Реферат был прочтен А. В. Лазаревским на общем собрании членов Саратовского юридического общества 16 октября 1904 года, прения были начаты в этот же день и продолжились 21 октября.
Великолепно описано Анисимовым и то, как Анатолий Васильевич вёл себя в самом начале заседаний: «Лазаревский – весь слух и внимание; он сидел, подобно изваянию, полузакрыв, по обыкновению, глаза». Можно представить по этим штрихам к портрету А. В., как много значения он придавал получаемой информации, заранее просчитывая возможный исход процесса. Ни одна из мелочей не укрывалась от внимания профессионального юриста, ведь из самого незначительного свидетельства мог впоследствии сложиться оправдательный приговор.
1905 год принёс много разочарований для Лазаревского – юриста, почитавшего судебные реформы 1860-х, т. н. шестидесятника. События 9 января не могли оставить его равнодушным, да и судебные процессы уже стали больше походить на сведение счётов власти с вольнодумцами. О юридических тонкостях и справедливости не могло быть и речи, суды превращались в карательные машины. Быть водителем одной из таких машин А. В. не пожелал.
Конфликт с судьями реакционного лагеря (а их становилось всё больше и больше) нарастал, подобно снежному кому. В какой-то момент Лазаревский и не заметил, что силы неравные, а остальные судьи-шестидесятники стушевались, предоставив реакции полнейшую свободу действий. И, всё же, «с высоко поднятой головой и грозно сдвинутыми бровями выступил он навстречу Василию Тёмному, сжимая порою кулаки и упорно устремив на него свой взор, пылающий благородным негодованием. Громкие проклятия летели с уст его в сторону осквернителя скрижалей завета шестидесятых годов. Столкнулись мрак со светом».
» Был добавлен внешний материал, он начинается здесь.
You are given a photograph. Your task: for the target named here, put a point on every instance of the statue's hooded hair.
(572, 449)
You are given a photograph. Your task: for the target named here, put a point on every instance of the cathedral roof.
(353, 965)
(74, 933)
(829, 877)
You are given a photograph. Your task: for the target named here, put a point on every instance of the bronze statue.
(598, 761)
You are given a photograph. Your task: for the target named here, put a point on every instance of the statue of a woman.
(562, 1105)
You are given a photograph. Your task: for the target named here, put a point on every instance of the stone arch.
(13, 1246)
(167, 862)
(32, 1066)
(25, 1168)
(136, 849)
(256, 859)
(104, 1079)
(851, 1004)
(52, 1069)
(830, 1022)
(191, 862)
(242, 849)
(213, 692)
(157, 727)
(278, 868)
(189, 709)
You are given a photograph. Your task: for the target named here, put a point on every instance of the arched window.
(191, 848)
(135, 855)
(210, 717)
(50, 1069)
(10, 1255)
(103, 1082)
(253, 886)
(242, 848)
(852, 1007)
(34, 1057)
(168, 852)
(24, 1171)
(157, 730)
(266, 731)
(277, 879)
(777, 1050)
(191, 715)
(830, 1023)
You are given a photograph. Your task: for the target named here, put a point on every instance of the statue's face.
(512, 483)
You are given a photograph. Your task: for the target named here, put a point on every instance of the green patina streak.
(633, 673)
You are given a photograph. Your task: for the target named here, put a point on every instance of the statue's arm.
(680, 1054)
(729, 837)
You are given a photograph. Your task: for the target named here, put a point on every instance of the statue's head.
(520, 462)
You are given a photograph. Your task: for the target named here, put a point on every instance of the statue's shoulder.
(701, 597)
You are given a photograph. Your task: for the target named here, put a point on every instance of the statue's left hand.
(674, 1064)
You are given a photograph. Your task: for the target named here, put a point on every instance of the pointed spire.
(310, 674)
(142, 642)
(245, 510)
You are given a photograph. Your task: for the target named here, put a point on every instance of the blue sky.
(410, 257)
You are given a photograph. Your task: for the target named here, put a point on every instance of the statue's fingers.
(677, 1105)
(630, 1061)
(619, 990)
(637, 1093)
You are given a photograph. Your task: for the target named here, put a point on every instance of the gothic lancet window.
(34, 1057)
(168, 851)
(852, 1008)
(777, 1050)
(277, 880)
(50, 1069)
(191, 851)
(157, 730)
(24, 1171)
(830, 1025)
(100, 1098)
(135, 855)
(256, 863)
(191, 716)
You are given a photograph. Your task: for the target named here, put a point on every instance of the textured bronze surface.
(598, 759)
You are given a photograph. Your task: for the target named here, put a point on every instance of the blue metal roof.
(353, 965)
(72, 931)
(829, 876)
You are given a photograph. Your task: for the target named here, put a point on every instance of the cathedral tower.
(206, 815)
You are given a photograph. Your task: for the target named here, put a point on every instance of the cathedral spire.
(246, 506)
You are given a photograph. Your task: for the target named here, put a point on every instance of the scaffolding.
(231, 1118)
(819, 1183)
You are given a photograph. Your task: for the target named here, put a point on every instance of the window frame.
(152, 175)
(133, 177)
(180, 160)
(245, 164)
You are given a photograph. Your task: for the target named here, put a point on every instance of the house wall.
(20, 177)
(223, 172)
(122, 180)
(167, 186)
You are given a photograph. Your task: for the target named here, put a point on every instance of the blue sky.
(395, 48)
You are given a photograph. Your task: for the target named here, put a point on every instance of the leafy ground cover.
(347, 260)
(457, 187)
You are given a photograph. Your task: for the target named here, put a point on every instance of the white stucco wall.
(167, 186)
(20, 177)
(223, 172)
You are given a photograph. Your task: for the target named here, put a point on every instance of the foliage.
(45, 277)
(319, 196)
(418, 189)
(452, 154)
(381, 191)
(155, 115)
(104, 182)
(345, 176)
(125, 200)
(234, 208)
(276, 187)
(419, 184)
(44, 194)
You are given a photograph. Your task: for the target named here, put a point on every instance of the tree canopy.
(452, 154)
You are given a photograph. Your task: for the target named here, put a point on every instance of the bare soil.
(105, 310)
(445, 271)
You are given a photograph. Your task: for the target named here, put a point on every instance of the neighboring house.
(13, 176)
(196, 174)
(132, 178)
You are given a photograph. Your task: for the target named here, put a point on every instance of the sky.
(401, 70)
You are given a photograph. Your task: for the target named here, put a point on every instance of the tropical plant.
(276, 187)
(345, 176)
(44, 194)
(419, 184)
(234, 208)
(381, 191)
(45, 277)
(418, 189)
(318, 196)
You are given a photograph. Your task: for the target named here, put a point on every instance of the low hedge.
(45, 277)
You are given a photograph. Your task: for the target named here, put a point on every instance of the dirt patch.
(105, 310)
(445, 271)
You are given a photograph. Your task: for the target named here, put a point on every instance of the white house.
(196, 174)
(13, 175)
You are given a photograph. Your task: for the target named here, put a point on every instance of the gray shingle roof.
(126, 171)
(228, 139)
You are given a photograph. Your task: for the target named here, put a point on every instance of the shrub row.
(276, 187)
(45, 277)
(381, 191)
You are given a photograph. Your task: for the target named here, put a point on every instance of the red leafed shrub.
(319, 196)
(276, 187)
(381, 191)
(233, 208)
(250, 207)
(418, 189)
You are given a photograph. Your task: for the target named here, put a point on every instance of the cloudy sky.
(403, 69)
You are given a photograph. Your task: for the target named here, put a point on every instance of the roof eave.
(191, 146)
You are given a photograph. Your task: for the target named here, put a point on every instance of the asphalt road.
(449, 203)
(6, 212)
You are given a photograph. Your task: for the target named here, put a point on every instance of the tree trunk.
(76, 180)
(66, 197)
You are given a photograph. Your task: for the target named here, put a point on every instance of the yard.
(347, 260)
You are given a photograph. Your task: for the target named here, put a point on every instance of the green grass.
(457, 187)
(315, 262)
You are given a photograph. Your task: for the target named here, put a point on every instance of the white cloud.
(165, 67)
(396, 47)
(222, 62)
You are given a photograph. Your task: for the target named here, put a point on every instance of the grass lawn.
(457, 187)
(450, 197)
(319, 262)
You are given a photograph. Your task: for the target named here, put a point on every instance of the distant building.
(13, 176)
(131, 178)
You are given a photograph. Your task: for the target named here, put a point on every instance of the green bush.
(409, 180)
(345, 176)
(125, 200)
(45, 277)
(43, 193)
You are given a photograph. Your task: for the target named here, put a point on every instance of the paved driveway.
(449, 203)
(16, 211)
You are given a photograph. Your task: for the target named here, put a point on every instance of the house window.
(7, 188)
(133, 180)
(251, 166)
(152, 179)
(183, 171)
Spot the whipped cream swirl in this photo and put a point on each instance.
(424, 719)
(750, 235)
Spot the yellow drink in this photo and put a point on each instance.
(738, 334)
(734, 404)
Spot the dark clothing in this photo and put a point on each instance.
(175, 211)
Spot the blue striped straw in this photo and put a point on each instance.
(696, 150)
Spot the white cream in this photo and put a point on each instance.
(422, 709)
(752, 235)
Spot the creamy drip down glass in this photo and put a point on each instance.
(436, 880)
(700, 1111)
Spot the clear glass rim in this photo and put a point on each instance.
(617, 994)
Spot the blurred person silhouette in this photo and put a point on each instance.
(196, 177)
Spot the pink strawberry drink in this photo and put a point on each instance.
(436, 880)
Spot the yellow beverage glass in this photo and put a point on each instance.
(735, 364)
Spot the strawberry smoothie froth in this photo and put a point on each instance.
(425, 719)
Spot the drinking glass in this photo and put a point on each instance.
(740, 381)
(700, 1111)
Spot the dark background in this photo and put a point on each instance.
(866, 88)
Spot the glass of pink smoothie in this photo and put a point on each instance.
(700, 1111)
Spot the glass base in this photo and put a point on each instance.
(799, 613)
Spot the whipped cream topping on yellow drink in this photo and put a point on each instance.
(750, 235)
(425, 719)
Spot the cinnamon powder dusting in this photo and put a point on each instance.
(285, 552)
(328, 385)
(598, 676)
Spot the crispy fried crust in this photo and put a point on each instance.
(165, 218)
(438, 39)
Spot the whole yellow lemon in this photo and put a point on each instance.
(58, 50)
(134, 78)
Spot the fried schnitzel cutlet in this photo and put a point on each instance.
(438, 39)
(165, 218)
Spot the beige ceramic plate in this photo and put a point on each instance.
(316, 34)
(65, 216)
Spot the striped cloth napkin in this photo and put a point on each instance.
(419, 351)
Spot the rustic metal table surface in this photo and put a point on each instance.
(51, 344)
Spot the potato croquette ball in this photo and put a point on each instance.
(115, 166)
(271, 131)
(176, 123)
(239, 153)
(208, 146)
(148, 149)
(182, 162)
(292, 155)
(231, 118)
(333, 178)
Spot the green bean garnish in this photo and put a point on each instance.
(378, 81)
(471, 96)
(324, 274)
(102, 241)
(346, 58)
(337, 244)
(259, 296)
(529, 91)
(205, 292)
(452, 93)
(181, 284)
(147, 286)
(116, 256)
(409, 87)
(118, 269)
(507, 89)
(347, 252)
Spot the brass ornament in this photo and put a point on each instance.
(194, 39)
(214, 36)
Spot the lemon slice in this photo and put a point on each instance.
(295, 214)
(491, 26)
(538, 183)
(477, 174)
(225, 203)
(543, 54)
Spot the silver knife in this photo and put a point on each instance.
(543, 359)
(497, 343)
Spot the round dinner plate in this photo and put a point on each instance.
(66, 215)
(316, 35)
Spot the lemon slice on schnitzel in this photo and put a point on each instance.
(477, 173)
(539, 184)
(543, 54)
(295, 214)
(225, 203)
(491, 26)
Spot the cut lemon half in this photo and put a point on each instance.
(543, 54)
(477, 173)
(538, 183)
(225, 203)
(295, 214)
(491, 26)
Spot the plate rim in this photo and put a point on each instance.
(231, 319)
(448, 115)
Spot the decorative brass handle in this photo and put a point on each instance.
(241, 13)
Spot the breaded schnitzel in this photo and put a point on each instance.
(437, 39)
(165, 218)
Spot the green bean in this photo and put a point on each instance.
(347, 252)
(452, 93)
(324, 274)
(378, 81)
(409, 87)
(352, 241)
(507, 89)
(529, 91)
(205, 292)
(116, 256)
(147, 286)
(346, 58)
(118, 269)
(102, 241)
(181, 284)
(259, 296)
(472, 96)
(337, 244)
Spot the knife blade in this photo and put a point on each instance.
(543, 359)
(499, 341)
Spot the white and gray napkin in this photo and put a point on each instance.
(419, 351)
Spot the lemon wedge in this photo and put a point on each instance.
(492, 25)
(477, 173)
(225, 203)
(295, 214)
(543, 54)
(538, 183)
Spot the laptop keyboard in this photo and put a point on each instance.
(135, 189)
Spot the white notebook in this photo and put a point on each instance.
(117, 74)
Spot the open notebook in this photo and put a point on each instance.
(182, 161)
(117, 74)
Так П. А. Анисимов описывает последнюю баталию, развернувшуюся между членом Саратовской судебной палаты Лазаревским и председателем Саратовского окружного суда.
«Наступила зима – реакция. Под отвратительное завывание голодных судей-волков, под надрывающие душу стоны житейской метели ещё несколько раз прозвучал честный, могучий голос одного шестидесятника и умолк. Никто не откликнулся на зов его. Облако снежной пыли, леденящей горячую кровь благородного сердца, окутало богатырскую фигуру Лазаревского и скрыло из глаз жаждущих правды и милости людей. Шестидесятник понял, что он очутился одиноким в снежной пустыне».
Анатолий Васильевич Лазаревский скончался в Гатчине 24 июля 1918 года. Библиотека, его детище, просуществовала еще год после его смерти. Похоронен А. В. на Гатчинском городском кладбище. В 1969 году склеп Лазаревских подвергся разорению, был поврежден памятник.